武田双雲(たけだ そううん)さんは熊本県出身、1975年生まれの書道家で、現代アーティスト。企業勤めを経て2001年に書道家として独立。以後、多数のドラマや映画のタイトル文字の書を手掛けています。近年は、米国をはじめ世界各地で書道ワークショップや個展を開き、書道の素晴らしさを伝えています。

本連載では、双雲さんに、書道を通じて日本文化の真髄を語っていただきます。

【連載第8回】占いから生まれた最初の書⁉

海外だけでなく、日本にも「書道作品ってどう楽しめばいいんだろう?」と感じている方は少なくないでしょう。

書に向き合う際には、まずご自身の感性にしたがって鑑賞してみてほしいと思います。本連載の第2回第3回で紹介したように、書には、愛や優しさなど深い感動を伝える力があります。

その一方で、書道にはもうひとつの楽しみ方があります。それは、「古典」の文脈(コンテキスト)を踏まえて見るということです。
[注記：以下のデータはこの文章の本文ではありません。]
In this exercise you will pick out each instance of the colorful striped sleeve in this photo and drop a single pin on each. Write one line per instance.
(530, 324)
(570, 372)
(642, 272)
文字の形や表現方法には、多くの先人たちの積み重ねがあります。それらを想起しながら書を鑑賞すると、今に連なる歴史を感じて、より感動は深まるでしょう。

言葉から文字へ

今回は、書の歴史について説明したいと思います。

地球上の多様な生物の中で、文字を発明したのは人類だけです。人類は数万年前に「言葉」を発明しました。しかし、言葉と違って文字は、目に見える形で残ります。つまり、数千年後の人々にも見られる可能性があるということです。

印刷技術が発達した近代以降は、伝えられる文字の量も大きくなりました。

篆書の誕生

日本の書道文字の起源となる中国の漢字は、もともと占いから生まれたと考えられています。

この時の文字は、亀の甲羅牛の骨に刻まれており、甲骨文字と呼ばれています。これは、政治や天候などに関する占いの結果、つまり神さまの言葉を伝える媒体として誕生したものでした。

その後、中国では、民族ごとにさまざまな文字が生まれます。

しかし、紀元前221年に中国を統一した「秦の始皇帝」が、各民族の文字も統一。公式に制定された文字が誕生しました。その時の書体を「篆書(てんしょ)」と言います。

篆書は、現代でも使われています。

たとえば日本では、印鑑に篆書が使われることがあります。篆書は形が複雑で、現代の文字とも大きく異なり、模倣が難しい。そのため、重要な書類の署名代わりに使う印鑑に向いているのです。

また、印鑑は木や石に文字を彫って作りますが、篆書ももともと石や銅板に彫られていました。「彫られる」もの同士、相性が良いという側面もあります。

シンプルな線が複雑に絡み合う篆書に魅了される人は、今も世界中にいます。次回は、篆書から書体がどのように変化していったのかを説明します。お楽しみに!

今回の書~「書の歴史」

書の歴史を一から振り返って学んでみると、現代の文字や書を客観的に観ることができるので、さらに魅力が浮き上がってきます。